Machine Learning: Interpretability vs Explainability
Authors: Navya Tyagi & Esha Srivastava, Tyagi Lab, RMIT University, Melbourne, Australia
Introduction
We are aware that machine learning models are built upon vast amounts of pre-existing context and are constantly learning. The advent of machine learning is meant to assist humans in making complex decisions. However, there are still many misconceptions and uncertainties about how much trust one should place in machine learning when it comes to decision-making—especially when these decisions could impact an individual’s life. But what if there was a way to at least understand or backtrack how machine learning makes decisions? Hence, in this blog, we are going to discuss interpretability and explainability.
We often come across these terms and may use them interchangeably. However, it is important to understand the distinction between them. Interpretability refers to converting the implicit information within a neural network into human-interpretable insights. This is crucial for various purposes such as debugging, making discoveries, providing clear explanations, and in the healthcare sector, it can be helpful in understanding the diagnosis of a disease—which in turn can improve trust and treatment outcomes. In other words, interpretability is about asking “Why?” For instance—why does the result of an image appear this way?
On the other hand, explainability deals with the “How”—how the process is taking place or what mechanisms are involved in understanding a particular image. So, explainability addresses the processes and results, allowing humans to interpret and understand the outcomes. Although both terms overlap, they converge at a point where they address the mechanisms of machine learning models.
1.Interpretability
Interpretability involves understanding deep learning methods to gain insights into why the models are performing in a certain way. This enables us to pinpoint or backtrack the process in case something goes wrong, which helps us understand why a certain decision was made or a specific result was obtained.
For example, in disease diagnosis, it is crucial to understand why a doctor prescribes a particular medicine—not just because a machine learning model suggested it, but to understand the reasoning behind the recommendation and how it would be effective for treatment.
1.1 Building an ML Model
The typical approach to machine learning involves building a large dataset, utilizing significant computational power, and designing a robust model. What truly matters is how useful the model is in tasks such as classification, classification with localization, object detection, and instance segmentation.
It is important to extract interpretable information from these "black boxes" to verify that the model works as expected and to improve or debug the classifier. Gaining insight into what the machine learning model is doing enables collaboration with doctors and clinicians to understand the decision-making process, which can lead to new discoveries.
Furthermore, it is essential that the model can provide explanations for its outputs, as there are often biases embedded in the training data that may influence decision-making.
There are two types of machine learning:
Standard machine learning: This approach involves collecting data, building a machine learning model, and generating predictions. It focuses on evaluating training error, test error, and generalization error.
Interpretable machine learning: This approach emphasizes extracting interpretability from the machine learning model. It allows a human to inspect what the model is learning and understand its behavior. Feedback can be obtained through the data or the model itself by interpreting mistakes and analyzing what is happening inside the black-box model. The goal is not only to optimize for generalization error but also to enhance the human experience—making the model's decisions interpretable and understandable for humans.
1.3 Types of Interpretability
There are two types of interpretability:
1.3.1Ante-hoc interpretability – Ante-hoc methods involve designing interpretable models from the outset, such as decision trees or rule-based models. In other words, in ante-hoc interpretability, we choose an interpretable model, train it, and try to understand whether the model is expressive enough to represent the data. For instance, every time a decision is made, it can go through the decision tree to understand why that decision was made.

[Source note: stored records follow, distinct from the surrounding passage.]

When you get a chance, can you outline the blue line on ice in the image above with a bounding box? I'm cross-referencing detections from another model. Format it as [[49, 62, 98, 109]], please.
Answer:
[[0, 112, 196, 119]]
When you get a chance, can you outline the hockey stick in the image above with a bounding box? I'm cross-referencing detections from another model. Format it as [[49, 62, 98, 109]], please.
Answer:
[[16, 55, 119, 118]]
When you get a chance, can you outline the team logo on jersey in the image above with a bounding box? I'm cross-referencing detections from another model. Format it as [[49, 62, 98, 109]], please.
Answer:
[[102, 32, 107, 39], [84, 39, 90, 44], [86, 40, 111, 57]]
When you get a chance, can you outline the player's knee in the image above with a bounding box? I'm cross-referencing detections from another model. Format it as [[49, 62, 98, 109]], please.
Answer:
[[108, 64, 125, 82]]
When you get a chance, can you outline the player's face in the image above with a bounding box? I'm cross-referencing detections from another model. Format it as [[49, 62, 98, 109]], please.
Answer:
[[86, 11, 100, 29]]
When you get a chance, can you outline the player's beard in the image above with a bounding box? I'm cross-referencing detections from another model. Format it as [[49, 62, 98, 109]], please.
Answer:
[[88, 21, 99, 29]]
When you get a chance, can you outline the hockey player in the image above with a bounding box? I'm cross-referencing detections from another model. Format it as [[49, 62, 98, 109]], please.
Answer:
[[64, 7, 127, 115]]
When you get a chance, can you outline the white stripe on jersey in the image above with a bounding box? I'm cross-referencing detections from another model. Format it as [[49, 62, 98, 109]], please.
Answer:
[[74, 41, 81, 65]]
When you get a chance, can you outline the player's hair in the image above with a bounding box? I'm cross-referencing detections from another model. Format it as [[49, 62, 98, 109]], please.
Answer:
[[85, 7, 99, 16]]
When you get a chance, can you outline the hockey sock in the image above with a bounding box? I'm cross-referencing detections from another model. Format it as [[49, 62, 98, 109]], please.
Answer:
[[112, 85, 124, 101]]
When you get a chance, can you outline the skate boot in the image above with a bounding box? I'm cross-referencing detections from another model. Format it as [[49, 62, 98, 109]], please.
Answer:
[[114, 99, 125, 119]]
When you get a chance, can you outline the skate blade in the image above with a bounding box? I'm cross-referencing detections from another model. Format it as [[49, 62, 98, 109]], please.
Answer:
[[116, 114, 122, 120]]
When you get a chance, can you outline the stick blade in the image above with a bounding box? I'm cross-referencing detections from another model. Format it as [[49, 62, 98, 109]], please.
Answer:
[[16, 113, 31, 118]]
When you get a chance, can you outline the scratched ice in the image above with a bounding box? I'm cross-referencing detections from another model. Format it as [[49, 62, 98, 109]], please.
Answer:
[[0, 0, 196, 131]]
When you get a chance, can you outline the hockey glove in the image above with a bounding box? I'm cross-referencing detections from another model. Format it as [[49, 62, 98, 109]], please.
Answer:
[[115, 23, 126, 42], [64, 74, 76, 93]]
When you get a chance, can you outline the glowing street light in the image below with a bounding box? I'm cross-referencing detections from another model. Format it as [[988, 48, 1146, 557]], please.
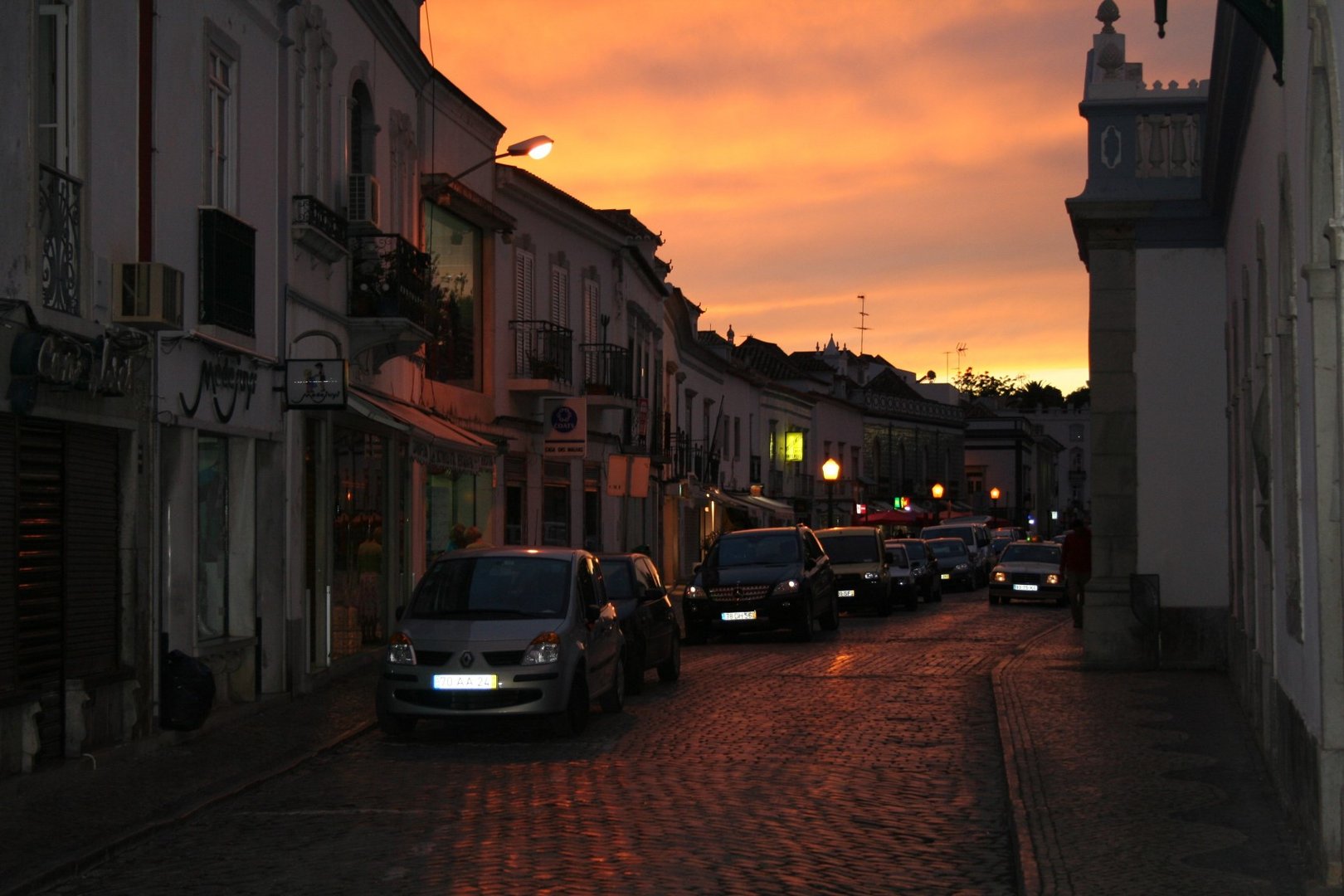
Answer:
[[821, 457, 840, 525], [437, 134, 555, 187]]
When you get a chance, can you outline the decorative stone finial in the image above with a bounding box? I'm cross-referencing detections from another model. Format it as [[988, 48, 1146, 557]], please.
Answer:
[[1097, 0, 1119, 33]]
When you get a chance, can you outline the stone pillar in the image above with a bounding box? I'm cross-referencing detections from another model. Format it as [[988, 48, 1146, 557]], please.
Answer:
[[1083, 222, 1153, 668]]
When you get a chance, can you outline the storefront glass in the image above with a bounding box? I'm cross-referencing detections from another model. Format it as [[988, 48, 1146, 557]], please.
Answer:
[[332, 427, 387, 658], [197, 436, 228, 640]]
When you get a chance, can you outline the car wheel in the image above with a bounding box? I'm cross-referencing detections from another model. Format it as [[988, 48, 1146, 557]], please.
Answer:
[[821, 590, 840, 631], [625, 642, 648, 694], [793, 603, 815, 640], [597, 655, 628, 712], [659, 631, 681, 681], [551, 668, 590, 738], [377, 711, 416, 738]]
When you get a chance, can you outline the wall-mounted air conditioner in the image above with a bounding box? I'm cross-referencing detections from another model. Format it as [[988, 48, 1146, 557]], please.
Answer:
[[111, 262, 182, 329], [345, 174, 377, 227]]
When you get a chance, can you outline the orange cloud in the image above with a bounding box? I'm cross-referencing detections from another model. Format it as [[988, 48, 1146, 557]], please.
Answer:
[[422, 0, 1216, 391]]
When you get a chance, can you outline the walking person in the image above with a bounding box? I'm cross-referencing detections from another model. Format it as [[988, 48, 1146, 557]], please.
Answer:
[[1059, 516, 1091, 629]]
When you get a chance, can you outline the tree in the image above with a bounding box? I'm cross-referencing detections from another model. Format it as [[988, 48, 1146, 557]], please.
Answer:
[[1008, 380, 1064, 411], [952, 367, 1021, 397]]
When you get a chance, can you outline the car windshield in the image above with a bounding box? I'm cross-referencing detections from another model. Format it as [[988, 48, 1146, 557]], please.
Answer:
[[405, 551, 570, 619], [999, 544, 1059, 566], [900, 542, 925, 562], [821, 533, 878, 562], [925, 527, 976, 545], [602, 560, 635, 601], [706, 532, 798, 568]]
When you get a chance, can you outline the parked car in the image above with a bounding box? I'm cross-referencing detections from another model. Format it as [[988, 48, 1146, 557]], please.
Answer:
[[598, 553, 683, 694], [375, 547, 626, 735], [928, 536, 976, 591], [919, 521, 995, 588], [887, 538, 942, 601], [887, 544, 919, 610], [684, 525, 840, 642], [817, 525, 893, 616], [989, 542, 1069, 606]]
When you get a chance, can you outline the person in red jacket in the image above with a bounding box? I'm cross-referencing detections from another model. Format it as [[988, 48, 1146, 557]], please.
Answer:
[[1059, 516, 1091, 629]]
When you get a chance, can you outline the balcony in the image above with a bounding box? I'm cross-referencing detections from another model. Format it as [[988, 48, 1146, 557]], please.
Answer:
[[289, 196, 349, 263], [508, 319, 574, 395], [345, 234, 434, 369], [37, 165, 83, 314], [579, 343, 635, 407], [668, 430, 719, 485]]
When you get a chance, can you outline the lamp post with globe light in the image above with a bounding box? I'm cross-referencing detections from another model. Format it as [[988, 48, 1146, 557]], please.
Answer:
[[821, 457, 840, 525]]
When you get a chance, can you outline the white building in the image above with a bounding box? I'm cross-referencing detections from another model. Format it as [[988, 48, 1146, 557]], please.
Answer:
[[1069, 0, 1344, 885]]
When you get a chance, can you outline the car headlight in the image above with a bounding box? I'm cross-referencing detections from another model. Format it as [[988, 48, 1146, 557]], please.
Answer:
[[523, 631, 561, 666], [387, 631, 416, 666]]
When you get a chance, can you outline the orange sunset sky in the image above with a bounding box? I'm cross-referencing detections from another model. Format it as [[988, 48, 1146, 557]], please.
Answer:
[[421, 0, 1216, 393]]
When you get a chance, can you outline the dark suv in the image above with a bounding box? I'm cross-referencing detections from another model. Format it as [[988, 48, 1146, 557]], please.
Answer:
[[683, 525, 840, 642]]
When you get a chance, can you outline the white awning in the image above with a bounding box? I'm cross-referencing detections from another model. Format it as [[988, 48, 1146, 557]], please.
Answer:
[[348, 386, 499, 473]]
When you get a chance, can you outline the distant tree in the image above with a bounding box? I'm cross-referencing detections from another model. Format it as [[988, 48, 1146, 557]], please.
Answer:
[[952, 367, 1021, 397], [1008, 380, 1064, 411]]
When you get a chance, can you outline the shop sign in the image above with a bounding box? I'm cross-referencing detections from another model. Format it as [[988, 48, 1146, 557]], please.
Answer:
[[178, 353, 256, 423], [7, 330, 134, 414], [285, 358, 348, 411], [542, 397, 587, 457]]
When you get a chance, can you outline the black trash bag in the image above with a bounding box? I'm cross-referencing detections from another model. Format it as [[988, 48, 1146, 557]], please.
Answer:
[[158, 650, 215, 731]]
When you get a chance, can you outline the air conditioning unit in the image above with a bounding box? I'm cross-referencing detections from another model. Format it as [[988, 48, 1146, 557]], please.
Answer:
[[111, 262, 182, 329], [345, 174, 377, 227]]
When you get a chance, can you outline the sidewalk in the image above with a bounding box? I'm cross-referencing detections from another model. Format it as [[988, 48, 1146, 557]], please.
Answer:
[[0, 655, 377, 896], [993, 621, 1322, 896], [0, 619, 1340, 896]]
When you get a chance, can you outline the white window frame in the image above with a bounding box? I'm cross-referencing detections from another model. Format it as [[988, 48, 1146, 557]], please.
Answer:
[[34, 2, 80, 173], [204, 28, 241, 215]]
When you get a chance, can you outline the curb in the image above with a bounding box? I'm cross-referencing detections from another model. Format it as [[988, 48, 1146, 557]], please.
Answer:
[[989, 622, 1064, 896]]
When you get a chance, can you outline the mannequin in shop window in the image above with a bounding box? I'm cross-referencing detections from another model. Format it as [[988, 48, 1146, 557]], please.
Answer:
[[356, 527, 383, 644]]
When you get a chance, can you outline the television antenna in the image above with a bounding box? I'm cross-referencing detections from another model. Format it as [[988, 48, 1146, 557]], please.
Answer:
[[855, 293, 872, 356]]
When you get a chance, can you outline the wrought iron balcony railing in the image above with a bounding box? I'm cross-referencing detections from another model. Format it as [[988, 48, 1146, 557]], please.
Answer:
[[347, 234, 433, 326], [290, 190, 347, 262], [508, 319, 574, 384], [37, 165, 83, 314], [579, 343, 631, 397]]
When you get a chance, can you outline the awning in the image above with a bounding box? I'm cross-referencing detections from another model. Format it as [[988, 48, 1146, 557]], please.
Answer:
[[348, 386, 499, 473]]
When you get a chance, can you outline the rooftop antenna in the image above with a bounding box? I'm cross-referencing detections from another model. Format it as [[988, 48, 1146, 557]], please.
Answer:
[[855, 293, 872, 356]]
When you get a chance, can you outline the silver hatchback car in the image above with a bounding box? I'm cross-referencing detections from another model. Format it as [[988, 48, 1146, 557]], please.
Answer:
[[377, 547, 625, 735]]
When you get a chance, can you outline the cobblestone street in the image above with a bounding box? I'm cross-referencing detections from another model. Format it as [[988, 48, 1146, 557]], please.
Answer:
[[37, 591, 1063, 896]]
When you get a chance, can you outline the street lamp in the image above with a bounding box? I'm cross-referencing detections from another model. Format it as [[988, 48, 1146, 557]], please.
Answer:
[[434, 134, 555, 187], [821, 457, 840, 525]]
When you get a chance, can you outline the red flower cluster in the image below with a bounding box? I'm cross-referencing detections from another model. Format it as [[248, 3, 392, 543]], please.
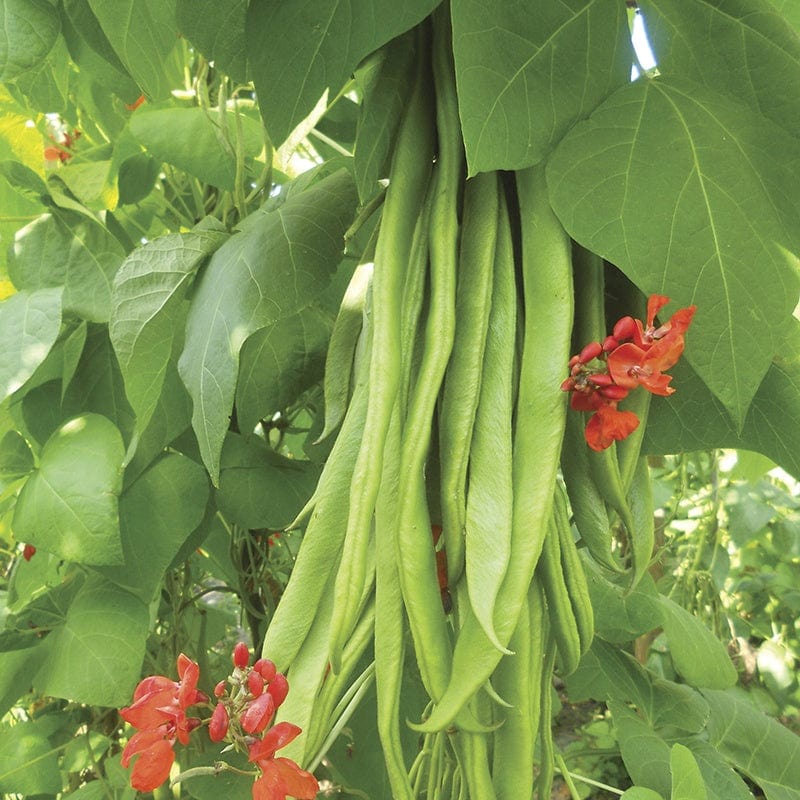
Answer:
[[208, 642, 319, 800], [120, 642, 319, 800], [561, 294, 697, 450], [119, 653, 208, 792]]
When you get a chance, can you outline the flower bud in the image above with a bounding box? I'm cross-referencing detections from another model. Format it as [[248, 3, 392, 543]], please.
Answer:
[[253, 658, 277, 683], [233, 642, 250, 669], [208, 703, 230, 742], [240, 692, 275, 733], [267, 672, 289, 708], [598, 383, 628, 400], [247, 670, 264, 697], [613, 317, 636, 342], [578, 342, 603, 364]]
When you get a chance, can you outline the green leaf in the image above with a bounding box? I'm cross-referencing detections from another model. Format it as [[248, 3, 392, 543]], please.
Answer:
[[13, 414, 125, 564], [176, 0, 248, 83], [639, 0, 800, 134], [0, 721, 61, 797], [89, 0, 183, 100], [452, 0, 633, 175], [246, 0, 438, 144], [669, 743, 708, 800], [0, 431, 34, 483], [548, 78, 800, 427], [703, 690, 800, 800], [608, 700, 671, 797], [236, 306, 333, 433], [60, 0, 140, 101], [619, 786, 664, 800], [0, 0, 61, 83], [8, 212, 125, 322], [130, 106, 264, 191], [61, 325, 135, 442], [567, 639, 708, 733], [178, 170, 356, 483], [217, 433, 320, 530], [0, 289, 62, 400], [583, 559, 663, 643], [109, 231, 227, 430], [102, 453, 209, 603], [769, 0, 800, 33], [684, 737, 753, 800], [36, 575, 150, 708], [353, 34, 419, 202], [661, 595, 737, 689], [644, 320, 800, 478]]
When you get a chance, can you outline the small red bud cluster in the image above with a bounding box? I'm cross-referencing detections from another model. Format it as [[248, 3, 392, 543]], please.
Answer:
[[561, 294, 696, 450], [120, 642, 319, 800]]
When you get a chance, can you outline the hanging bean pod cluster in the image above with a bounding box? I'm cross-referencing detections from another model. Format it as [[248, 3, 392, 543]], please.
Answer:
[[264, 7, 664, 800]]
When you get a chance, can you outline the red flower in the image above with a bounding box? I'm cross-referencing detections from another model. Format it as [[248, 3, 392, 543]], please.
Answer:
[[584, 403, 639, 450], [249, 722, 319, 800], [119, 653, 207, 792], [561, 294, 696, 450]]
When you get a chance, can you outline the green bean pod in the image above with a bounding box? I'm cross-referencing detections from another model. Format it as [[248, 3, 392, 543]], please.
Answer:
[[466, 184, 517, 651], [396, 6, 464, 700], [561, 412, 623, 572], [330, 36, 433, 672], [412, 165, 573, 730], [317, 264, 372, 442], [553, 483, 594, 655], [536, 519, 581, 676], [439, 172, 499, 584]]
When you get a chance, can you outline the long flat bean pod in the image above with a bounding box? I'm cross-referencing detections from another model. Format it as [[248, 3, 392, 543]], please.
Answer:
[[396, 7, 464, 700], [439, 172, 496, 583], [330, 36, 433, 671], [412, 166, 573, 730], [466, 184, 517, 650]]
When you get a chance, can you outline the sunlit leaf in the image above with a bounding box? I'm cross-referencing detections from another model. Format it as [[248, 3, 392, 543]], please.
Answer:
[[89, 0, 183, 100], [102, 453, 209, 603], [703, 690, 800, 800], [548, 78, 800, 426], [178, 171, 356, 483], [0, 289, 62, 399], [13, 414, 125, 564], [452, 0, 632, 174], [661, 595, 737, 689], [0, 0, 61, 83], [36, 575, 150, 708], [109, 231, 227, 430], [246, 0, 438, 144], [0, 721, 61, 797]]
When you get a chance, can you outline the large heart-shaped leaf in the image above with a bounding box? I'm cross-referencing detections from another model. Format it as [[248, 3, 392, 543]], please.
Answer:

1.3.2Post-hoc interpretability – Post-hoc methods analyze complex models after they have been trained, often using techniques to interpret their behavior. Deep learning models have millions of parameters, and for post-hoc interpretability, we need to build a complex model and then develop special techniques to interpret what the models are actually doing.
1.4 Levels of Interpretability
1.4.1 Interpreting models (macroscopic) – At the level of interpreting models, it is called macroscopic because we look at the entire class of the decision boundary and summarize a deep neural network with a simpler model (e.g., a decision tree). We approximate not the reality of the world but the decision logic of the model. The model is presumably learning a cleaned-up version of the world, and we aim to approximate the model rather than reality. This includes building prototypical examples of categories and finding ways to maximize the activation of individual neurons at different levels in the hierarchy to better understand the internal representations of the model.
1.4.2 Interpreting decisions (microscopic) – For the microscopic level, we practically ask why the DNN made a particular decision and verify that the model is indeed behaving as expected, identifying the evidence underlying a particular decision. This is important and better suited for practical applications.
There are several ways to interpret models through representation analysis. Some of them are as follows:
Weight visualization – Visualizing the weights of a neural network helps in understanding which features contribute to the model's decisions. For instance, visualizing them in image format can help understand the internal weights of deep neural networks.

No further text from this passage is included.